Regional escalation calculus
The strike occurs against a backdrop of active conflict between the United States, Israel, and Iran. Joint US-Israeli operations against Iran began February 28, 2026, culminating in the assassination of Supreme Leader Ali Khamenei and a conditional ceasefire declared April 8, according to the House of Commons Library.
That ceasefire is now deteriorating. The Times of Israel reported May 15 that US officials are considering renewed strikes on Iran as early as next week, with options including ground commandos to extract nuclear material. The al-Haddad killing adds a Gaza dimension to what was already shaping up as a multi-front escalation.
The operational question now is whether Hamas retains the capability to mount meaningful retaliation. Al-Haddad’s tenure saw the organisation shift from active combat operations to survival mode, managing a degraded force structure while attempting to preserve political leverage through ceasefire negotiations.

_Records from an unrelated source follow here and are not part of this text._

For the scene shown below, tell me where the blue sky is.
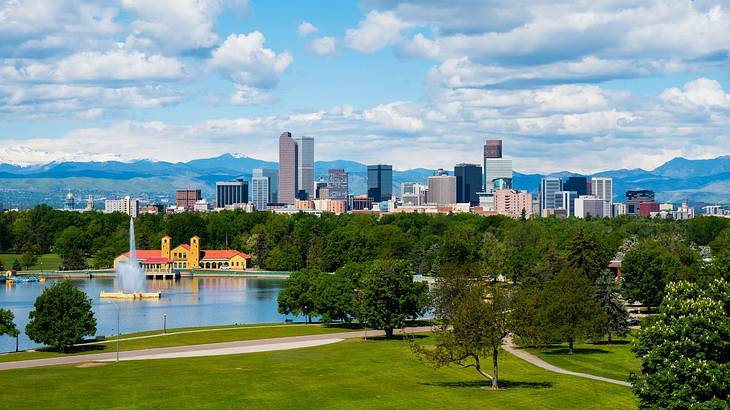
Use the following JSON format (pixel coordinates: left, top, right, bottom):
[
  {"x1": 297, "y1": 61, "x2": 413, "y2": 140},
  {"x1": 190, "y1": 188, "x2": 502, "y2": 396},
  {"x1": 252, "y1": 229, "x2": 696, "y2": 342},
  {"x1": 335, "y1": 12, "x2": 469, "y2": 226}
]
[{"x1": 0, "y1": 0, "x2": 730, "y2": 172}]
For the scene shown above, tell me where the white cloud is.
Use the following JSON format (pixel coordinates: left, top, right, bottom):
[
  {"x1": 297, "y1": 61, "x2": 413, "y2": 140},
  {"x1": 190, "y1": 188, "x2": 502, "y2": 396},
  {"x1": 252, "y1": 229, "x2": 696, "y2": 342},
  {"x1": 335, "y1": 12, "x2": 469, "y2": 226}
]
[
  {"x1": 297, "y1": 21, "x2": 319, "y2": 36},
  {"x1": 307, "y1": 37, "x2": 336, "y2": 56},
  {"x1": 345, "y1": 10, "x2": 410, "y2": 53},
  {"x1": 208, "y1": 31, "x2": 294, "y2": 88}
]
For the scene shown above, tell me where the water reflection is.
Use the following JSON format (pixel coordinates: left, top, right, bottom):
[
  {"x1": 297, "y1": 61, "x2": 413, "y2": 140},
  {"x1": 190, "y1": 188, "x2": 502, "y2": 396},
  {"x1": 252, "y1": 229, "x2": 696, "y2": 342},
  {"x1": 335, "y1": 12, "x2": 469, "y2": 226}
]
[{"x1": 0, "y1": 277, "x2": 287, "y2": 352}]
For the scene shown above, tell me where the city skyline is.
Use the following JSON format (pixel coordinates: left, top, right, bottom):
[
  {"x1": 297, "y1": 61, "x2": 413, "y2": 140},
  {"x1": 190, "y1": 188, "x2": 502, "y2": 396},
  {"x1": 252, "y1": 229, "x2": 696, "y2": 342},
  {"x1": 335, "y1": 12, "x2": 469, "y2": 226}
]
[{"x1": 0, "y1": 0, "x2": 730, "y2": 173}]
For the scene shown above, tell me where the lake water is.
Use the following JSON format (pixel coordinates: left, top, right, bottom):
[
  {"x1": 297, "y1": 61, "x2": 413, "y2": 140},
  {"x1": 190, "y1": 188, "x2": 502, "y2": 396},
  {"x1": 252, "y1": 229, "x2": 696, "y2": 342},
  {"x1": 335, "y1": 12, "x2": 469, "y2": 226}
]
[{"x1": 0, "y1": 277, "x2": 291, "y2": 352}]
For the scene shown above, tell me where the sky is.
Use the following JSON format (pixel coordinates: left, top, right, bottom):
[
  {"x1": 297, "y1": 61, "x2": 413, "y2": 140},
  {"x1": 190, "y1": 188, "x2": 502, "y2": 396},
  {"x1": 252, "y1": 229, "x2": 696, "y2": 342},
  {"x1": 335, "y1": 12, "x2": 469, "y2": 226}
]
[{"x1": 0, "y1": 0, "x2": 730, "y2": 173}]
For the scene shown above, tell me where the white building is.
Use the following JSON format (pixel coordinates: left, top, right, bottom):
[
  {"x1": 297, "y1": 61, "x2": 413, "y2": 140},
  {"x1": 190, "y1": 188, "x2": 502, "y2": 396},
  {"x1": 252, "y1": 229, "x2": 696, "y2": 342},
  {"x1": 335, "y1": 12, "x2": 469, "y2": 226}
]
[
  {"x1": 104, "y1": 196, "x2": 139, "y2": 217},
  {"x1": 590, "y1": 177, "x2": 613, "y2": 217},
  {"x1": 428, "y1": 175, "x2": 456, "y2": 205},
  {"x1": 575, "y1": 195, "x2": 606, "y2": 218}
]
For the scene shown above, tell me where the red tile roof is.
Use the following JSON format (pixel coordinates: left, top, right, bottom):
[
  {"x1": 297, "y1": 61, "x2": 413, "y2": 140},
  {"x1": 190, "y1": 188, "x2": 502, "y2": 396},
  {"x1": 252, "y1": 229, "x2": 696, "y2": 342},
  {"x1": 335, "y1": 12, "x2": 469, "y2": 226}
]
[{"x1": 200, "y1": 249, "x2": 251, "y2": 260}]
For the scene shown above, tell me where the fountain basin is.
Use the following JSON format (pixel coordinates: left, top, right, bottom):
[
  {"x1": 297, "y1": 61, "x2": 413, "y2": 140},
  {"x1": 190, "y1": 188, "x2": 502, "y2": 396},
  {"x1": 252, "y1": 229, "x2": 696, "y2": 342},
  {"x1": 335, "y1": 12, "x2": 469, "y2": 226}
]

His removal accelerates that organisational decay but may also trigger desperate attempts to demonstrate residual strike capacity.

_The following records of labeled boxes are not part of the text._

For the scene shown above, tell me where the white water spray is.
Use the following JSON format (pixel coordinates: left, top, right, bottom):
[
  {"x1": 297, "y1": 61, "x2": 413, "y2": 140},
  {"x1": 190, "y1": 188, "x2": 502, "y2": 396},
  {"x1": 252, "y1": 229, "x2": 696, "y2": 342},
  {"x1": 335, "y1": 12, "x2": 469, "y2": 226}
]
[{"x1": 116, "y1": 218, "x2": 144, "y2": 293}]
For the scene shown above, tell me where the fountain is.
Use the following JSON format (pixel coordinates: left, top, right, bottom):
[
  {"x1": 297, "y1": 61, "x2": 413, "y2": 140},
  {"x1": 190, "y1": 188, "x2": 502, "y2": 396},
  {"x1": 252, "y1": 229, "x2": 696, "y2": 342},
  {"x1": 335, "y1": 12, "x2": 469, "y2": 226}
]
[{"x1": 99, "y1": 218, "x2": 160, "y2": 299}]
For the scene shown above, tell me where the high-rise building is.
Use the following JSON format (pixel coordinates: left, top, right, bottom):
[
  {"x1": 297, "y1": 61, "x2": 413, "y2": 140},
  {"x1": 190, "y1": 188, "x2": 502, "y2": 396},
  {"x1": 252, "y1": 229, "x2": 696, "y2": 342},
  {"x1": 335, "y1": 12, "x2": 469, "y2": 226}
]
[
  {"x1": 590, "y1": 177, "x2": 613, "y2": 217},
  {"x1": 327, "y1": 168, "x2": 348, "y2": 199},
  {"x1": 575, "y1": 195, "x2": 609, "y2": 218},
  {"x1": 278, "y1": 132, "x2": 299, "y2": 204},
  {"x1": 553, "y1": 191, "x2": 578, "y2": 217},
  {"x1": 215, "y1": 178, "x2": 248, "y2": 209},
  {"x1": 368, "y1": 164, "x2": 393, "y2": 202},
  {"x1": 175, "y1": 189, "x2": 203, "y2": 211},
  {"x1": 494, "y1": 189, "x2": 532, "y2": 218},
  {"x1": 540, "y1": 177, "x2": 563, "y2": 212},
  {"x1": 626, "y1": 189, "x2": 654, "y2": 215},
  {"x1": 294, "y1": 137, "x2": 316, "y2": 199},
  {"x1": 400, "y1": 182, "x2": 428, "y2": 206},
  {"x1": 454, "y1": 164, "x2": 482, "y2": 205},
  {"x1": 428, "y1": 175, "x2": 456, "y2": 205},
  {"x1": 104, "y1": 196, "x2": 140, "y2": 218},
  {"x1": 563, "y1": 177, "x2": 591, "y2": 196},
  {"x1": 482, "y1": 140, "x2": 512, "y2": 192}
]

Strategic miscalculation risk
Israel’s decapitation strategy assumes that eliminating Hamas leadership will hasten the group’s collapse and create conditions for a political settlement on Israeli terms. The opposite outcome — radicalisation of remaining cadres, collapse of ceasefire mechanisms, and renewed Iranian support for Hamas as leverage against US-Israel operations — remains plausible.
Al-Haddad took command of the Qassam Brigades after serving as deputy to Mohammed Sinwar. He was instrumental in planning the October 7 attacks and managed hostage negotiations throughout the subsequent conflict. Known as the “Ghost of al-Qassam” for his operational security practices, he survived multiple Israeli targeting attempts before the May 15 strike.

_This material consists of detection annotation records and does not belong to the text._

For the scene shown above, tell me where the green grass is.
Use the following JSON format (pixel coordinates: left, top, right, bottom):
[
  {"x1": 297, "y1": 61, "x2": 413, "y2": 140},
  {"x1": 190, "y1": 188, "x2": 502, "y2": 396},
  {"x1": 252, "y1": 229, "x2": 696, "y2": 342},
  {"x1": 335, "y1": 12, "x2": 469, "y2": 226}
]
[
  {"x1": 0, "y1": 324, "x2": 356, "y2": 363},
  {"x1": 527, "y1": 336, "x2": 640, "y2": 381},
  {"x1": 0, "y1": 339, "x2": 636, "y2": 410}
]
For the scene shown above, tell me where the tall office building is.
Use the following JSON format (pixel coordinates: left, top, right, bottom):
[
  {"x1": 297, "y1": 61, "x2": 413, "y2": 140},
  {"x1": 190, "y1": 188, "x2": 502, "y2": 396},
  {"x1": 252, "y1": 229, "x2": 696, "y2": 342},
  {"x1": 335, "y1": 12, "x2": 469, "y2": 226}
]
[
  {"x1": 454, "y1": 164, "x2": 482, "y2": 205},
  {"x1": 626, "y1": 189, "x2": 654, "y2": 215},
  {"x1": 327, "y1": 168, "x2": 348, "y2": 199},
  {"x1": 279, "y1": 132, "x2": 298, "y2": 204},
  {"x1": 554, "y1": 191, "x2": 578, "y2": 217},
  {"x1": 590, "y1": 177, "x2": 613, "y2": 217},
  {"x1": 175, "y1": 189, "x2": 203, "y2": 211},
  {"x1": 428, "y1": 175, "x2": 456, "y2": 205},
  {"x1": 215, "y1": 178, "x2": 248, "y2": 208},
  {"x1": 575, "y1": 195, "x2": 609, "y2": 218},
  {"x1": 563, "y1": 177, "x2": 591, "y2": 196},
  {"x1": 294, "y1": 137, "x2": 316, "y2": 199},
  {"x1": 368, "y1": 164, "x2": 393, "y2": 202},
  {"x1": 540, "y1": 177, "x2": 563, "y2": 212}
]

The timing is particularly fraught. With US-Israel preparations for renewed Iran strikes advancing and Gaza negotiations deadlocked, the al-Haddad killing removes a potential interlocutor while raising the stakes for all parties. Hamas must now reconstitute military command amid external pressure to disarm. Israel must manage potential retaliation while coordinating Iran operations with Washington. Regional actors, particularly Gulf states attempting to balance relations with both Iran and the West, face renewed pressure to choose sides.
The humanitarian dimension compounds these strategic dilemmas. Two million Palestinians in Gaza remain trapped between a stalled peace process and an occupying force that has killed 850 people during a nominal ceasefire. The al-Haddad strike will likely trigger Israeli security operations that further restrict movement and economic activity, deepening the enclave’s isolation regardless of whether Hamas attempts retaliation.
What to watch
Hamas’s choice of successor will signal the organisation’s strategic direction — a hardline military figure suggests retaliation and renewed resistance, while a political appointment might indicate willingness to resume negotiations despite the killing. Israeli intelligence assessments of Hamas’s remaining strike capability will drive decisions on settlement expansion and permanent military presence in Gaza. US-Israel coordination on Iran operations may accelerate if officials perceive a brief window before potential Hamas retaliation complicates the regional picture. Watch for statements from Egypt and Qatar, both of which mediated the October ceasefire and retain communication channels with Hamas leadership. Any breakdown in their mediation efforts would eliminate the primary diplomatic circuit for de-escalation. Finally, monitor IDF force posture in southern Israel — a sustained elevation beyond the current heightened readiness would suggest intelligence indicating imminent Hamas action.